Comparaison des signes
48 L’appréciation des similitudes visuelles, phonétiques ou conceptuelles entre les marques en cause doit être fondée sur l’impression d’ensemble produite par celles-ci, en tenant compte, notamment, de leurs éléments distinctifs et dominants. À cet égard, le consommateur moyen perçoit normalement une marque comme un tout et ne procède pas à l’analyse de ses différents détails (28/04/2004, C-3/03 P, Matratzen, EU:C:2004:233, § 32 ; 06/10/2005,
C-120/04, Thomson Life, EU:C:2005:594, § 28-29).
49 Les signes à comparer sont :
ULTRA HOT
Signe contesté Marque antérieure 3
50 Le signe contesté est une marque figurative composée des éléments verbaux légèrement stylisés « SUPREME HOT », présentés en lettres capitales, grasses, rouges et jaunes. La stylisation du signe contesté est relativement simple et a principalement une fonction décorative ; elle ne passera cependant pas inaperçue auprès du public pertinent.
51 La Chambre de recours est d’accord avec la conclusion de la décision attaquée selon laquelle le terme « SUPREME » dans le signe contesté véhicule le sens qu’un produit est « du plus haut degré de qualité ou de quantité ; le plus grand ». Cet élément porte des connotations laudatives claires et, par conséquent, est considéré comme faible par rapport aux produits pertinents.
52 En ce qui concerne l’élément « HOT », qui apparaît dans les deux marques, la Chambre de recours reconnaît que ce terme a plusieurs significations en anglais.
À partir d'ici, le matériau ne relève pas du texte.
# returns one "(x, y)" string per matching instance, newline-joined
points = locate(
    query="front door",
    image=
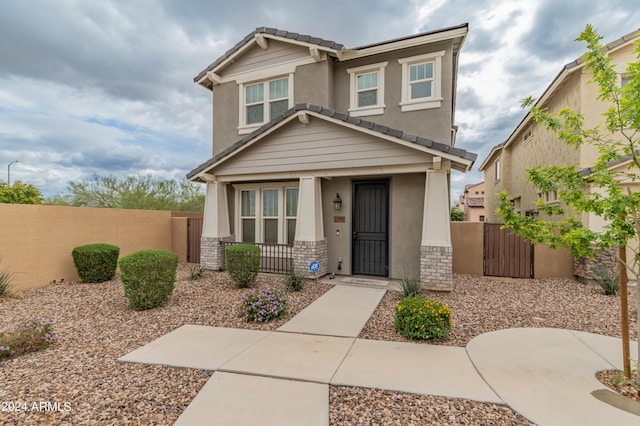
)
(370, 227)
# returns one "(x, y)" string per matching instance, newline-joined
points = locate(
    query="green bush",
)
(262, 305)
(411, 286)
(608, 280)
(421, 318)
(96, 263)
(148, 277)
(243, 263)
(294, 281)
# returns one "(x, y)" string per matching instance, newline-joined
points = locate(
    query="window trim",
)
(433, 101)
(379, 107)
(244, 128)
(259, 212)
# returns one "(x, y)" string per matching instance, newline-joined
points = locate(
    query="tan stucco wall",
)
(548, 262)
(36, 241)
(467, 240)
(430, 123)
(407, 200)
(466, 243)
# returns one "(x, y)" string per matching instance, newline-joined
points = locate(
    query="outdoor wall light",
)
(337, 203)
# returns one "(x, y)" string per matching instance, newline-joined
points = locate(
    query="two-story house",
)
(531, 144)
(342, 153)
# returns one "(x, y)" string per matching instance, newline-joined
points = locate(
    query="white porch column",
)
(310, 243)
(436, 259)
(215, 226)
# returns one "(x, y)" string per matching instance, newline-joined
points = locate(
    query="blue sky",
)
(107, 87)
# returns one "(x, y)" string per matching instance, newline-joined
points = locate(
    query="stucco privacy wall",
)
(36, 241)
(467, 243)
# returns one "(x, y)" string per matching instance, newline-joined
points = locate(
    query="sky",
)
(106, 87)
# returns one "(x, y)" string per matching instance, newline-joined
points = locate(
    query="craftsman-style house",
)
(341, 154)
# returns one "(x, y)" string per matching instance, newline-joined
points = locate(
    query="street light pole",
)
(9, 172)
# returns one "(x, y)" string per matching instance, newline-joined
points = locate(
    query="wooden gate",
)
(506, 254)
(194, 234)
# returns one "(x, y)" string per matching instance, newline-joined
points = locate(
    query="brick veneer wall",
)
(436, 268)
(211, 252)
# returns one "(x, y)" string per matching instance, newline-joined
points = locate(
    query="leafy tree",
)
(19, 193)
(457, 215)
(598, 189)
(133, 192)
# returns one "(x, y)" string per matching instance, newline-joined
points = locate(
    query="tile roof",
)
(428, 143)
(272, 31)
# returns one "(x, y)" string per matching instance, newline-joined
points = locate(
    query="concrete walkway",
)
(547, 375)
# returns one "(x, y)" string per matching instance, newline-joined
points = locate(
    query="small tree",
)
(598, 190)
(19, 193)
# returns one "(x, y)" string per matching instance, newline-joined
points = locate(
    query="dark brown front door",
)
(370, 227)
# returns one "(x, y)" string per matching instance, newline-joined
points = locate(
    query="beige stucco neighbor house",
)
(472, 202)
(532, 144)
(344, 154)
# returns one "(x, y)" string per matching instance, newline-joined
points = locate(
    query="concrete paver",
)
(196, 346)
(547, 375)
(342, 311)
(415, 368)
(293, 356)
(236, 399)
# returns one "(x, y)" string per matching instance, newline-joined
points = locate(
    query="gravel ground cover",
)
(95, 327)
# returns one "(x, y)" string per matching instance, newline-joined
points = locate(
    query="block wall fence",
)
(36, 241)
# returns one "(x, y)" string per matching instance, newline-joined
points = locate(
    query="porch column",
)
(436, 257)
(215, 226)
(310, 243)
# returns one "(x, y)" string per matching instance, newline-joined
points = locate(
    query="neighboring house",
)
(532, 144)
(472, 202)
(342, 153)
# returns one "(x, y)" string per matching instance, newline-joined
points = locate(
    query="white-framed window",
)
(267, 212)
(421, 81)
(367, 89)
(262, 101)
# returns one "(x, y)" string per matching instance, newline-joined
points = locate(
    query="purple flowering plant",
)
(30, 335)
(264, 304)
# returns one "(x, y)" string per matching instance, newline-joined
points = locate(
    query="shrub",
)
(243, 263)
(295, 280)
(96, 263)
(421, 318)
(30, 335)
(608, 280)
(148, 277)
(411, 286)
(6, 277)
(262, 305)
(196, 272)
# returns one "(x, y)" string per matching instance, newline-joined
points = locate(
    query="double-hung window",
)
(421, 81)
(263, 101)
(367, 89)
(267, 213)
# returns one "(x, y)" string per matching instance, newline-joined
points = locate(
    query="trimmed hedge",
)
(422, 318)
(96, 263)
(148, 277)
(243, 263)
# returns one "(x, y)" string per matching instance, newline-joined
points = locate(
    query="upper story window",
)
(263, 101)
(367, 89)
(421, 81)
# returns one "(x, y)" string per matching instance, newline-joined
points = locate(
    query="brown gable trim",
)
(385, 130)
(329, 44)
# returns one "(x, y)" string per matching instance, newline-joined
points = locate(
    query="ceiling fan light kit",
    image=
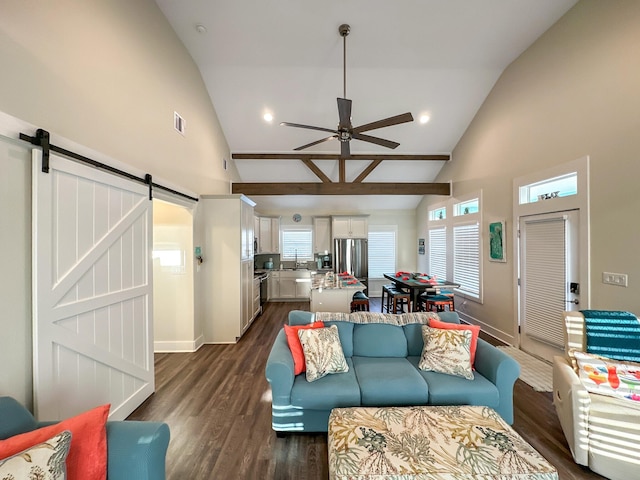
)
(345, 131)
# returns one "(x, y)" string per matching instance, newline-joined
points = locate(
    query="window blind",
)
(298, 244)
(544, 279)
(382, 252)
(466, 258)
(438, 252)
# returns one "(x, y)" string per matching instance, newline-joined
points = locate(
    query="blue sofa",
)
(383, 371)
(135, 450)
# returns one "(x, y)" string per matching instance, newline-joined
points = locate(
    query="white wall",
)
(573, 93)
(107, 75)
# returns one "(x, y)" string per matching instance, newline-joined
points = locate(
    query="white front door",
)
(549, 279)
(92, 290)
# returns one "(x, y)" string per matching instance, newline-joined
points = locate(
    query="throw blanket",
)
(612, 334)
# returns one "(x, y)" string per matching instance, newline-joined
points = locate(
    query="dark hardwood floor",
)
(216, 402)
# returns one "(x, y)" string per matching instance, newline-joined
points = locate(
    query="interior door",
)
(92, 290)
(549, 273)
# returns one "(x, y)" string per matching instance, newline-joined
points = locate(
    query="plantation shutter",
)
(438, 252)
(382, 252)
(466, 258)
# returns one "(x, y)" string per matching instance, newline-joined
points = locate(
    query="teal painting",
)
(497, 247)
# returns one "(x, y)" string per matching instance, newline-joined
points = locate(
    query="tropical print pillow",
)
(323, 353)
(44, 461)
(446, 351)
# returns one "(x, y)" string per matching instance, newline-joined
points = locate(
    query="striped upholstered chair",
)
(597, 398)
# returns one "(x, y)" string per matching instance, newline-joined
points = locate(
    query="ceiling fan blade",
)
(376, 140)
(387, 122)
(344, 112)
(310, 127)
(315, 143)
(345, 151)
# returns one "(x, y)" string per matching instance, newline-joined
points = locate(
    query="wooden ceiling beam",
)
(314, 168)
(331, 156)
(335, 188)
(367, 171)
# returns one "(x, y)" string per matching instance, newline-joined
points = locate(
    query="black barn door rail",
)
(42, 140)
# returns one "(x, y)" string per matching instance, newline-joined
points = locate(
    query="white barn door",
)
(92, 290)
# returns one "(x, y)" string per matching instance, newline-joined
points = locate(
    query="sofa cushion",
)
(379, 340)
(345, 332)
(446, 351)
(327, 392)
(43, 460)
(322, 352)
(294, 344)
(447, 389)
(413, 334)
(87, 458)
(389, 382)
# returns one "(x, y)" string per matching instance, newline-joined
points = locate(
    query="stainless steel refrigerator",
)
(352, 255)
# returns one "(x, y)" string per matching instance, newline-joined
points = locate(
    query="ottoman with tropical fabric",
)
(429, 443)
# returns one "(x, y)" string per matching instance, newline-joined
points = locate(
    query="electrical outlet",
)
(619, 279)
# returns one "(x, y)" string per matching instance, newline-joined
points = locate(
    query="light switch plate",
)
(619, 279)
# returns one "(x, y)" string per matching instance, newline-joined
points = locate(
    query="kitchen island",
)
(333, 292)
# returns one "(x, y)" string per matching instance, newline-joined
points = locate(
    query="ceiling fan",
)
(345, 131)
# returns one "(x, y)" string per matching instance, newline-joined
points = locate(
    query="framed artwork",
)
(497, 241)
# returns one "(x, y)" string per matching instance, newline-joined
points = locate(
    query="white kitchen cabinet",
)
(274, 285)
(350, 226)
(321, 234)
(269, 235)
(227, 270)
(289, 285)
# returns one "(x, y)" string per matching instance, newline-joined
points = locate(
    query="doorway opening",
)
(551, 210)
(173, 278)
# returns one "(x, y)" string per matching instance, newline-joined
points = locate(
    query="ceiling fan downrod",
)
(344, 30)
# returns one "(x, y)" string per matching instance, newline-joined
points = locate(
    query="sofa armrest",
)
(572, 402)
(279, 371)
(136, 450)
(501, 370)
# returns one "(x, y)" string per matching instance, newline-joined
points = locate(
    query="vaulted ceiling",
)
(285, 57)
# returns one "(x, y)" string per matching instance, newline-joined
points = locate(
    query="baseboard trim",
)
(499, 335)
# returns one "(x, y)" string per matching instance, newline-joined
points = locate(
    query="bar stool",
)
(359, 302)
(396, 300)
(386, 295)
(439, 302)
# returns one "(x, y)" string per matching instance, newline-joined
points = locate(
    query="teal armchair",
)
(135, 450)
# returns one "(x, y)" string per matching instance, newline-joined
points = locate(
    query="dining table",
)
(417, 283)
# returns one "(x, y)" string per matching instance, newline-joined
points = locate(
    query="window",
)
(562, 186)
(297, 243)
(438, 252)
(382, 250)
(455, 244)
(466, 258)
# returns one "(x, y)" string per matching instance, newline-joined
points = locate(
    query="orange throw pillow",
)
(475, 331)
(87, 459)
(296, 347)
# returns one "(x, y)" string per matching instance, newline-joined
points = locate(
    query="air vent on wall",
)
(178, 123)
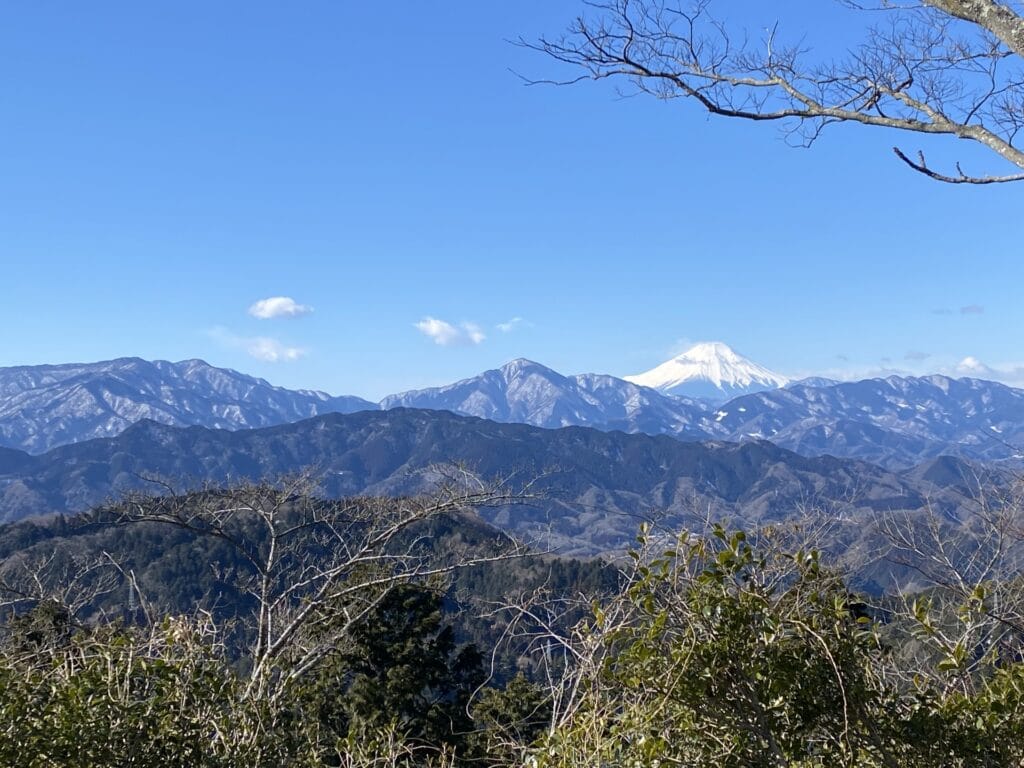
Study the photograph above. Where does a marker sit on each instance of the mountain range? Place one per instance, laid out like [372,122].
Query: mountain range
[42,407]
[896,422]
[593,486]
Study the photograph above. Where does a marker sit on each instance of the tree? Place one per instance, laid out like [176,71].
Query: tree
[948,68]
[402,669]
[733,650]
[316,569]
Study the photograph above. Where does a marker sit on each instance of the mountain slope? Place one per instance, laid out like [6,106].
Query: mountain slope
[896,421]
[42,407]
[597,484]
[526,392]
[710,370]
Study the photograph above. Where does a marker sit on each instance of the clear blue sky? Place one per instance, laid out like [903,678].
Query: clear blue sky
[165,165]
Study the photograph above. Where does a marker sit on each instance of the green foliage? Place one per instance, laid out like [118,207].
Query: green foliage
[734,655]
[402,670]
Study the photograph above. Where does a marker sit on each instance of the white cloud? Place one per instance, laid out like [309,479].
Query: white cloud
[511,325]
[279,306]
[261,348]
[1008,373]
[444,334]
[271,350]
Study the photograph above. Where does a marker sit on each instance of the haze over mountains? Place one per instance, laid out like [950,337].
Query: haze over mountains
[595,486]
[896,422]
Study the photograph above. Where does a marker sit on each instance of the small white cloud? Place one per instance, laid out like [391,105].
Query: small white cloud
[511,325]
[444,334]
[279,306]
[971,366]
[259,347]
[271,350]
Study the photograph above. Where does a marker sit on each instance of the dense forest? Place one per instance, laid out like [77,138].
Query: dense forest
[261,626]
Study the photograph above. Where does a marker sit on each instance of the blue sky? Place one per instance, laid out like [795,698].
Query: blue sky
[167,165]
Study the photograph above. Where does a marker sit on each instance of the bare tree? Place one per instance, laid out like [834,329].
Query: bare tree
[316,567]
[948,68]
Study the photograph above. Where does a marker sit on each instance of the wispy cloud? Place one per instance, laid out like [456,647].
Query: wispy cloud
[967,309]
[279,306]
[973,368]
[511,325]
[444,334]
[262,348]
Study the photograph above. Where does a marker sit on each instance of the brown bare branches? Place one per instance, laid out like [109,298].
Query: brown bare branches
[943,67]
[316,567]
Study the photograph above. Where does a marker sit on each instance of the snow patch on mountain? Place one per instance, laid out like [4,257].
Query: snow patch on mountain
[710,370]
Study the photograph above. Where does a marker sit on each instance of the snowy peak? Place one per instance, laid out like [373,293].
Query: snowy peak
[711,370]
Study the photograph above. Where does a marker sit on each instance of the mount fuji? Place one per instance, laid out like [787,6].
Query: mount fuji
[710,371]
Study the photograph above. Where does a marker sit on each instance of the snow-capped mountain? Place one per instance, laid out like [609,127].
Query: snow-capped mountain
[896,422]
[46,406]
[712,371]
[527,392]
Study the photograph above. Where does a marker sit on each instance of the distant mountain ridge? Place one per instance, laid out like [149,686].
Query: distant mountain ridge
[42,407]
[527,392]
[595,485]
[896,422]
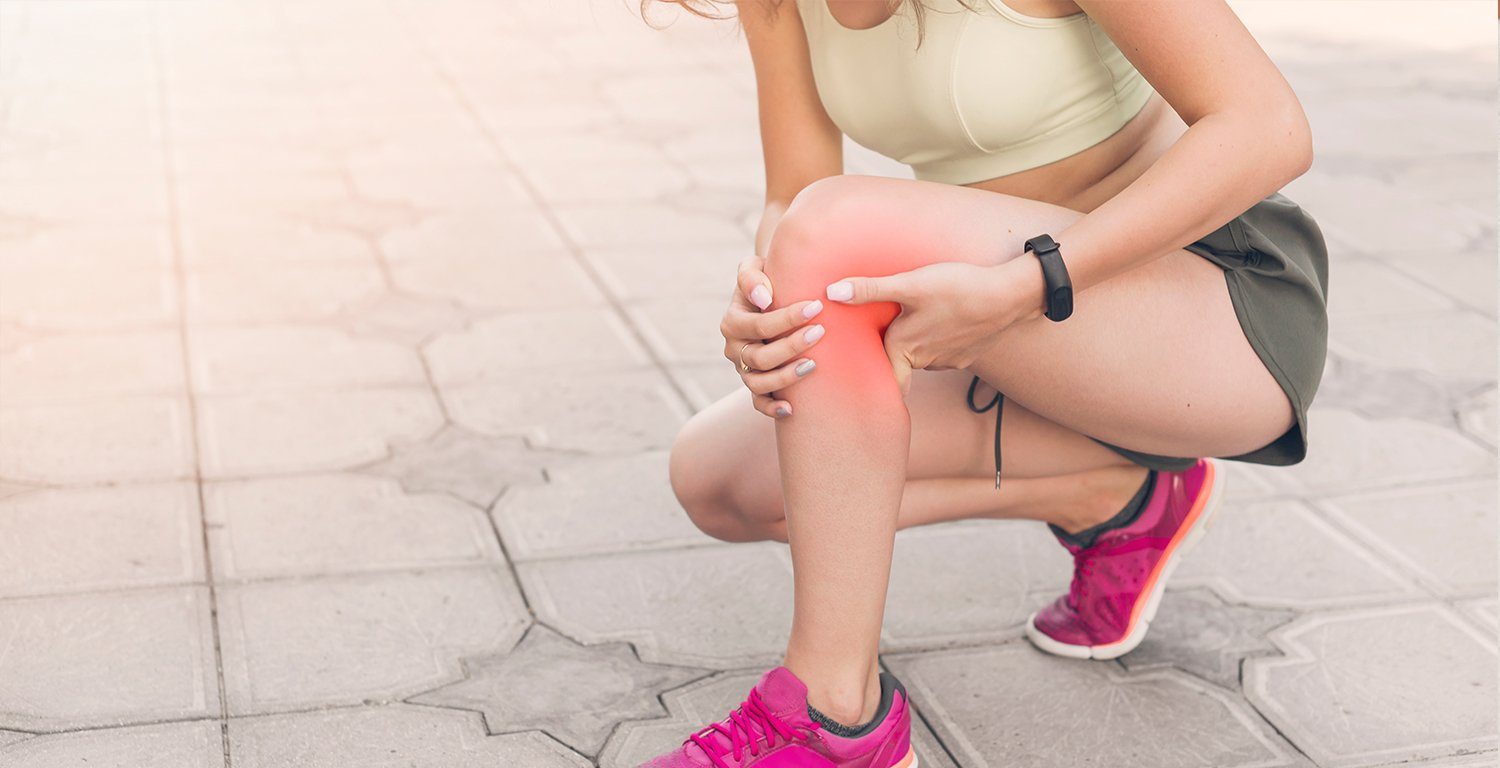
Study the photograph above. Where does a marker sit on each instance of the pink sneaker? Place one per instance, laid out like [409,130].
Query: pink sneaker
[1118,582]
[771,729]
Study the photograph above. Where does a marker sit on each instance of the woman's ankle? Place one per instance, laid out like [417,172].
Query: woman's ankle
[1100,495]
[846,696]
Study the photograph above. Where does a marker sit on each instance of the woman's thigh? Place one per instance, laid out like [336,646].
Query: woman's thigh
[1152,360]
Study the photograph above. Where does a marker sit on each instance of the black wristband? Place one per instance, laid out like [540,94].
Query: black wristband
[1059,287]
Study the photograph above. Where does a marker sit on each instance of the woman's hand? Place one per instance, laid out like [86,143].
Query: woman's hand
[765,341]
[951,312]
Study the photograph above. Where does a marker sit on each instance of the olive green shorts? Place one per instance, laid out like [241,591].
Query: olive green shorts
[1275,266]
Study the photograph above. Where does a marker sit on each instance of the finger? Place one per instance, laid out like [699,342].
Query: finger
[753,282]
[773,324]
[773,354]
[902,369]
[768,381]
[866,290]
[773,407]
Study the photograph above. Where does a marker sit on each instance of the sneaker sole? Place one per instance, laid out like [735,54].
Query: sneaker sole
[1199,522]
[909,761]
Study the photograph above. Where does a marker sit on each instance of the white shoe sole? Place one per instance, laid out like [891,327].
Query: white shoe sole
[1137,632]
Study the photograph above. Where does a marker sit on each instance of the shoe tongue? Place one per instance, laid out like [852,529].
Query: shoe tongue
[785,695]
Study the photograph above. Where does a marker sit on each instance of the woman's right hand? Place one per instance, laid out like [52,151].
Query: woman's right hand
[767,342]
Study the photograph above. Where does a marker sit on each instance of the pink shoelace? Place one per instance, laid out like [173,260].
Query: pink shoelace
[744,728]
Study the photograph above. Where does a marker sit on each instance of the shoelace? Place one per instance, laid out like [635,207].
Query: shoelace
[744,728]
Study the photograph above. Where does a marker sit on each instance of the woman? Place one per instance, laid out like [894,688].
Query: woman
[1094,251]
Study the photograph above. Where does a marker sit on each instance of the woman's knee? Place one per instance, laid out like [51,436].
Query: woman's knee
[708,494]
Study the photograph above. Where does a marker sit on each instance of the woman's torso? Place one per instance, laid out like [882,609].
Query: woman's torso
[993,98]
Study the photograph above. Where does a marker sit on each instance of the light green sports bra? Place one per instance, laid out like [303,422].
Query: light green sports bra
[989,93]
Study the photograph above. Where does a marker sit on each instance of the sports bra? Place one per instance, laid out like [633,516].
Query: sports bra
[989,92]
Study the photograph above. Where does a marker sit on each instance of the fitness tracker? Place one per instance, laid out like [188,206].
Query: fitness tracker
[1059,287]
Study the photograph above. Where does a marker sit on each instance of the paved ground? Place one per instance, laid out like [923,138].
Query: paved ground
[339,345]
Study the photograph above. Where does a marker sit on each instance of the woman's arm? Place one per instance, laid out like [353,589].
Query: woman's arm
[798,141]
[1247,138]
[800,146]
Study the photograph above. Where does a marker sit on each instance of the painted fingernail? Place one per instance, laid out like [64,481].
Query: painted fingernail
[761,297]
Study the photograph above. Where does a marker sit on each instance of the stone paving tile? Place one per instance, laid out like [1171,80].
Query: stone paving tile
[617,411]
[338,524]
[1353,453]
[681,330]
[404,318]
[491,348]
[107,659]
[227,239]
[636,273]
[71,540]
[1202,635]
[971,582]
[639,225]
[248,293]
[158,746]
[411,737]
[710,701]
[296,357]
[296,644]
[1479,420]
[1454,345]
[1016,707]
[1280,554]
[1380,686]
[576,693]
[591,506]
[1382,393]
[717,608]
[705,383]
[1445,536]
[294,432]
[483,281]
[1466,276]
[1374,216]
[1376,290]
[443,185]
[1485,612]
[86,291]
[99,441]
[501,233]
[474,468]
[92,366]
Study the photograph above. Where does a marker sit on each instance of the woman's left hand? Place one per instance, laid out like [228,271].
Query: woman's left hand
[951,312]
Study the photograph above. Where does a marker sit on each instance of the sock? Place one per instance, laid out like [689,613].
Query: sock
[1125,516]
[888,687]
[836,728]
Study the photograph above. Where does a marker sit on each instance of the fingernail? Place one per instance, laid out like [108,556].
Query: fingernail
[761,297]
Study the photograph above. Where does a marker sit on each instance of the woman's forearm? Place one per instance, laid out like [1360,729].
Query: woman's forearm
[1217,170]
[768,219]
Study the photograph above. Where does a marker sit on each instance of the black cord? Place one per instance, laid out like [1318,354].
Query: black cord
[999,413]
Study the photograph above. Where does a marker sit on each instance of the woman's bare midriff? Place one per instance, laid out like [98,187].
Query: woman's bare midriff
[1085,180]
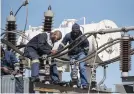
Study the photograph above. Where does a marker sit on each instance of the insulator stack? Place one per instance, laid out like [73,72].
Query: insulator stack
[10,26]
[48,20]
[125,56]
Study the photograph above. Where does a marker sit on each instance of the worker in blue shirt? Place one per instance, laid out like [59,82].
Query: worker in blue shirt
[79,52]
[8,60]
[39,45]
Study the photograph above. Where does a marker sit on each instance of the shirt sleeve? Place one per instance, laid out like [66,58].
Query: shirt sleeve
[42,44]
[64,42]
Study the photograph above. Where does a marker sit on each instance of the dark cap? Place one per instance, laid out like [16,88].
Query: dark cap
[75,27]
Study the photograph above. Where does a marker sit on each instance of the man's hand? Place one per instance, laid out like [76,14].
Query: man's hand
[5,69]
[53,52]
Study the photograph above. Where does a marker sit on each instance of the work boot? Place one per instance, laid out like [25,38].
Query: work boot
[85,86]
[56,82]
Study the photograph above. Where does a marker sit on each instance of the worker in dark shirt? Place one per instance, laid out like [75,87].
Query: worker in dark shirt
[79,52]
[8,60]
[39,45]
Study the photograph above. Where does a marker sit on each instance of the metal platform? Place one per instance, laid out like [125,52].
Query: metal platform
[40,87]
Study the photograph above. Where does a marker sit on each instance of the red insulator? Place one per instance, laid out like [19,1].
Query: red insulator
[125,56]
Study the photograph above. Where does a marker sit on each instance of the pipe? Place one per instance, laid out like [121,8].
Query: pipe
[19,33]
[87,58]
[104,77]
[68,45]
[114,59]
[70,49]
[12,46]
[123,29]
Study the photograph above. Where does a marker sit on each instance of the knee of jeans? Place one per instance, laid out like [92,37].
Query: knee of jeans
[82,66]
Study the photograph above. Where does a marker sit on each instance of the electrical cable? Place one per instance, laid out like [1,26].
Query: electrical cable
[81,60]
[93,66]
[68,45]
[71,48]
[24,4]
[25,22]
[16,32]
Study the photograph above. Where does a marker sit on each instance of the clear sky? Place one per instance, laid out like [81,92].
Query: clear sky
[119,11]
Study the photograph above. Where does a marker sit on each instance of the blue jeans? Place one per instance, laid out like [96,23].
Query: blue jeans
[83,75]
[54,73]
[32,54]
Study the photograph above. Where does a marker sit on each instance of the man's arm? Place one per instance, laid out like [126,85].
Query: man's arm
[64,42]
[85,45]
[42,40]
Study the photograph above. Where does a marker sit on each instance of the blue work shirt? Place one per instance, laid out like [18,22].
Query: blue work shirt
[8,60]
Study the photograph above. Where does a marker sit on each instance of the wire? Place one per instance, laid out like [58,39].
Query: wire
[18,10]
[16,32]
[24,4]
[26,18]
[71,48]
[93,65]
[84,59]
[25,22]
[69,44]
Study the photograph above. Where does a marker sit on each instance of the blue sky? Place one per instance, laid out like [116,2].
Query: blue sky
[119,11]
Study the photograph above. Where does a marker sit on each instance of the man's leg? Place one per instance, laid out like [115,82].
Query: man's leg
[54,74]
[35,68]
[31,53]
[83,75]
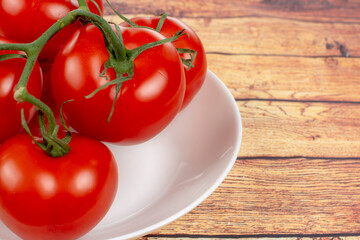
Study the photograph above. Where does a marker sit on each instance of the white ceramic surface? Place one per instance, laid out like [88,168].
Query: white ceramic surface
[167,176]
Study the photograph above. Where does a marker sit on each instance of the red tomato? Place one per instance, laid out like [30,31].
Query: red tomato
[195,76]
[55,198]
[24,21]
[10,72]
[146,104]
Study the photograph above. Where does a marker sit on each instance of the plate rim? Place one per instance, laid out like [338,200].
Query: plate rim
[209,191]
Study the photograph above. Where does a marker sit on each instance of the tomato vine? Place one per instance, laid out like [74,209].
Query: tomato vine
[121,60]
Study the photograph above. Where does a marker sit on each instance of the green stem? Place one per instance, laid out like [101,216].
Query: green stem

53 Pour les produits associés à l’industrie des casinos et des salles de jeux, tels que les machines de divertissement, automatiques et à monnayeur ; machines de jeux [pour le jeu], adaptées pour être utilisées avec un écran ou un moniteur externe contestées de la classe 28 et les produits antérieurs de la classe 9, l’élément « hot » est faible du point de vue des professionnels de l’industrie des casinos et des salles de jeux. En particulier, la Chambre de recours estime que ce public est susceptible d’associer le terme « HOT » au sens de « très chanceux ou efficace », comme dans l’expression « a hot streak in gambling ». Cette interprétation est étayée par la définition fournie par le Collins English Dictionary (consulté le
26/06/2025 à l’adresse https://www.collinsdictionary.com/dictionary/english/hot).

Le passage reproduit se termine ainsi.